-
- 10 yr old FS Lab Ret belonging to a SA veterinarian
- Intermittent vomiting beginning 2 months ago, progressing to 2-3 times/day for the past month.
- Bloodwork showed ALB=2.2. ACTH stim is wnl.
- After medical managemet with Cerenia, metronidazole, and i/d, ALB is now 2.8. Clinical signs resume when medical management is discontinued.
- Abdomimal ultrasound shows a thickened segment of small intestine in the right lateral abdomen running cranial to caudal with a thickened wall, thickened muscularis layer, and adjacent echogenic fat. Suspect this is the descending duodenum but unable to trace to pylorus. Stomach is mildly distended with ingesta (patient received food with meds in the am).
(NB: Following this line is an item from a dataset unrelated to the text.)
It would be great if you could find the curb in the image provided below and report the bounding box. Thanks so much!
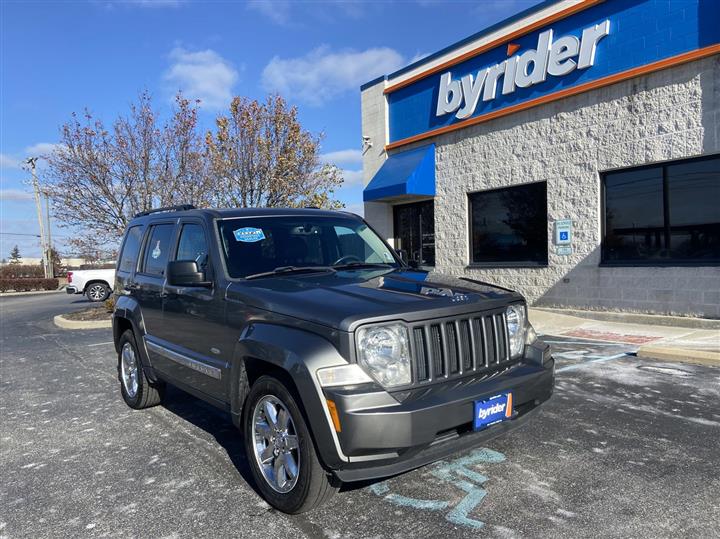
[637,345,720,367]
[530,305,720,329]
[0,286,65,298]
[53,314,112,329]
- My initial thoughts are focal IBD or neoplasia. Just wondering if any of you think this could be some sort of long-standing foreign body. Food must be getting past this due to the chronicity and lack of distended bowel orad to the affected segment. I don’t think the owner is going to pursue surgery :(.
Comments
Segmental muscularis
Segmental muscularis thickening and also reactive mesentery so the bowel has transmural pathology. The submucosa is in-tact so neoplastic rosteria isnt present and i dont see a FB but it needs to be resected. Acute on chronic inflam bowel, intestsinal necrosis, bowel infarction and emerging neoplasia all can do this. I would do intraop us and resect it if nothing else similar in the Gi tract or elsewhere.
Thanks Eric. Nice to “see”
Thanks Eric. Nice to “see” you on the IVUSS conference platform.